Mucho mejor que el de la panadería.
Esperábamos ese carrito rojo, de la “panificación”, que era precedido por el reiterado sonar característico de su corneta.
Nuestras madres salían a su encuentro. El repartidor detenía el carrito, bajaba, anunciaba sus productos, las novedades, y mostraba su carga, abriendo la puerta trasera del carrito.
Pan Lactal, francés, pan negro integral, baguettes, facturas, emperadores, budines, dulces y todo lo rico que uno deseara.
La modernidad se lo tragó.
LOS VENDEDORES DE LOS HELADOS LAPONIA
LOS VENDEDORES DE LOS HELADOS LAPONIA
Cuando era chico, era muy común que pasaran los carritos tirados por un caballo que vendían helado suelto.
El correr de los años trajo los triciclos de reparto con sus cajas blancas o con los colores de la marca, y una marca emblemática era Helados Laponia.Otra, Noel.
Yo te hablo de los años 60 pero la fabrica comienza a escribir su historia en 1930.
EL COLCHONERO
EL COLCHONERO
Entre aquello que el tiempo se llevó están los colchoneros.

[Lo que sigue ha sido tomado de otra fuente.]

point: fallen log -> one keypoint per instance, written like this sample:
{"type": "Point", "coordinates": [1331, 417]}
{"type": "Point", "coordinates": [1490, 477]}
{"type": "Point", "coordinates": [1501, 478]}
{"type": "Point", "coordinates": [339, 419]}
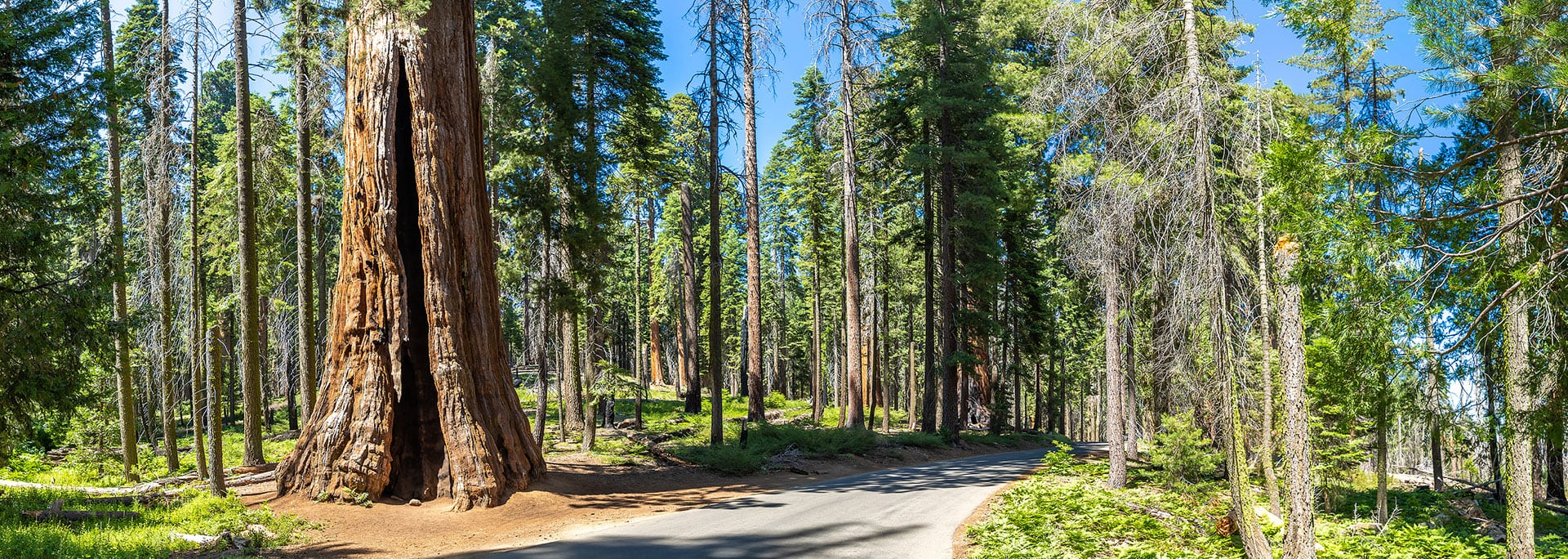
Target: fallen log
{"type": "Point", "coordinates": [78, 516]}
{"type": "Point", "coordinates": [145, 499]}
{"type": "Point", "coordinates": [1494, 482]}
{"type": "Point", "coordinates": [137, 489]}
{"type": "Point", "coordinates": [253, 470]}
{"type": "Point", "coordinates": [196, 539]}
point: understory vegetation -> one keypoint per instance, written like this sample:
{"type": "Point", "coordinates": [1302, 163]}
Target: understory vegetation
{"type": "Point", "coordinates": [149, 536]}
{"type": "Point", "coordinates": [763, 446]}
{"type": "Point", "coordinates": [1065, 511]}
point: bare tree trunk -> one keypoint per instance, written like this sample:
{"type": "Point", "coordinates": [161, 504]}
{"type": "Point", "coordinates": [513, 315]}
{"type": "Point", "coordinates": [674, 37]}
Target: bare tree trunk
{"type": "Point", "coordinates": [1518, 396]}
{"type": "Point", "coordinates": [305, 258]}
{"type": "Point", "coordinates": [198, 320]}
{"type": "Point", "coordinates": [692, 379]}
{"type": "Point", "coordinates": [250, 294]}
{"type": "Point", "coordinates": [946, 136]}
{"type": "Point", "coordinates": [571, 376]}
{"type": "Point", "coordinates": [1111, 284]}
{"type": "Point", "coordinates": [929, 402]}
{"type": "Point", "coordinates": [1254, 540]}
{"type": "Point", "coordinates": [543, 356]}
{"type": "Point", "coordinates": [416, 400]}
{"type": "Point", "coordinates": [755, 387]}
{"type": "Point", "coordinates": [1300, 542]}
{"type": "Point", "coordinates": [117, 230]}
{"type": "Point", "coordinates": [158, 197]}
{"type": "Point", "coordinates": [654, 339]}
{"type": "Point", "coordinates": [1266, 363]}
{"type": "Point", "coordinates": [816, 320]}
{"type": "Point", "coordinates": [715, 212]}
{"type": "Point", "coordinates": [216, 351]}
{"type": "Point", "coordinates": [852, 244]}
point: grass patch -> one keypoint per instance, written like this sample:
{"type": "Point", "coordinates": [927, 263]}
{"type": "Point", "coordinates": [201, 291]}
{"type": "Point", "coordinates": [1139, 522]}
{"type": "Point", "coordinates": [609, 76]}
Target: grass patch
{"type": "Point", "coordinates": [764, 441]}
{"type": "Point", "coordinates": [1065, 512]}
{"type": "Point", "coordinates": [920, 440]}
{"type": "Point", "coordinates": [88, 467]}
{"type": "Point", "coordinates": [132, 538]}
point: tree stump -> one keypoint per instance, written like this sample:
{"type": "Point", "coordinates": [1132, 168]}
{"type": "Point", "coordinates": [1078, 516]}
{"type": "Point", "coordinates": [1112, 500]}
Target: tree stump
{"type": "Point", "coordinates": [416, 400]}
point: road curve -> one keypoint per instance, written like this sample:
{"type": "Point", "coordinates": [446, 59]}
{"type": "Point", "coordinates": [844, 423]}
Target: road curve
{"type": "Point", "coordinates": [903, 512]}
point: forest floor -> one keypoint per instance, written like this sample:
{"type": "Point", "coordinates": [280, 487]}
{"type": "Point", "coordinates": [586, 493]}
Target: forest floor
{"type": "Point", "coordinates": [1065, 511]}
{"type": "Point", "coordinates": [579, 492]}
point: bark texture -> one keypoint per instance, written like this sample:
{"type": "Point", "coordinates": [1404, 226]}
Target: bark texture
{"type": "Point", "coordinates": [305, 259]}
{"type": "Point", "coordinates": [250, 293]}
{"type": "Point", "coordinates": [1300, 542]}
{"type": "Point", "coordinates": [117, 228]}
{"type": "Point", "coordinates": [755, 387]}
{"type": "Point", "coordinates": [1517, 388]}
{"type": "Point", "coordinates": [416, 399]}
{"type": "Point", "coordinates": [1111, 283]}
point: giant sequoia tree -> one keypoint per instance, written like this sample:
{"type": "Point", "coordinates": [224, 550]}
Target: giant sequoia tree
{"type": "Point", "coordinates": [416, 400]}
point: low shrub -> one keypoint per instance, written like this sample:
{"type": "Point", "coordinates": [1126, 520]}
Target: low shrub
{"type": "Point", "coordinates": [921, 440]}
{"type": "Point", "coordinates": [764, 441]}
{"type": "Point", "coordinates": [726, 458]}
{"type": "Point", "coordinates": [1181, 451]}
{"type": "Point", "coordinates": [134, 538]}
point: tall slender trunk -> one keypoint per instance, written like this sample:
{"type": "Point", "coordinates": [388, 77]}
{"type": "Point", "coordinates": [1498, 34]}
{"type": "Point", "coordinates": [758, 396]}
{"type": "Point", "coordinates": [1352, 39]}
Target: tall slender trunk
{"type": "Point", "coordinates": [637, 313]}
{"type": "Point", "coordinates": [816, 318]}
{"type": "Point", "coordinates": [216, 352]}
{"type": "Point", "coordinates": [1490, 388]}
{"type": "Point", "coordinates": [250, 294]}
{"type": "Point", "coordinates": [755, 387]}
{"type": "Point", "coordinates": [1380, 446]}
{"type": "Point", "coordinates": [1517, 390]}
{"type": "Point", "coordinates": [946, 137]}
{"type": "Point", "coordinates": [303, 257]}
{"type": "Point", "coordinates": [1111, 284]}
{"type": "Point", "coordinates": [1266, 363]}
{"type": "Point", "coordinates": [1254, 540]}
{"type": "Point", "coordinates": [852, 244]}
{"type": "Point", "coordinates": [688, 369]}
{"type": "Point", "coordinates": [572, 417]}
{"type": "Point", "coordinates": [715, 212]}
{"type": "Point", "coordinates": [162, 247]}
{"type": "Point", "coordinates": [911, 393]}
{"type": "Point", "coordinates": [541, 351]}
{"type": "Point", "coordinates": [124, 376]}
{"type": "Point", "coordinates": [929, 236]}
{"type": "Point", "coordinates": [1300, 542]}
{"type": "Point", "coordinates": [198, 320]}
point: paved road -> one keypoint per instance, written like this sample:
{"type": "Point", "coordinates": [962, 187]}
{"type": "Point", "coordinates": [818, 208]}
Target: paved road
{"type": "Point", "coordinates": [903, 512]}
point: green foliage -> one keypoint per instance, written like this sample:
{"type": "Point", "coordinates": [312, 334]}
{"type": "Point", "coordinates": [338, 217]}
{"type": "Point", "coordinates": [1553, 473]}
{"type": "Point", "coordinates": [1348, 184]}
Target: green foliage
{"type": "Point", "coordinates": [1065, 512]}
{"type": "Point", "coordinates": [134, 538]}
{"type": "Point", "coordinates": [921, 440]}
{"type": "Point", "coordinates": [1181, 451]}
{"type": "Point", "coordinates": [52, 272]}
{"type": "Point", "coordinates": [764, 441]}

Antiguamente transitaban por las veredas de nuestro querido Buenos Aires este típico personaje, que generalmene era inmigrante.-
Se anunciaba al grito de: ¡colchonero!.
Medio siglo atrás, era habitual ver a un colchonero cardando la lana de algún colchón de la familia.
La cardadora, un extraño armatoste de madera y hierro, mezcla de asiento y hamaca manual.
Con una tijera o cortaplumas abría el colchón para trabajar la lana y provisto de tijeras, grandes agujas y piolín, el colchonero se ubicaba en el asiento y comenzaba su tarea colocando lana en el otro extremo del artefacto, mientras con la otra mano accionaba una especie de hamaca con manivela que se deslizaba sobre una superficie curva.
El trabajo se hacía en el patio o en la terraza: se desarmaba un extremo del colchón y se sacaba toda la lana.
Tras pasarla por la cardadora, se la dejaba secar.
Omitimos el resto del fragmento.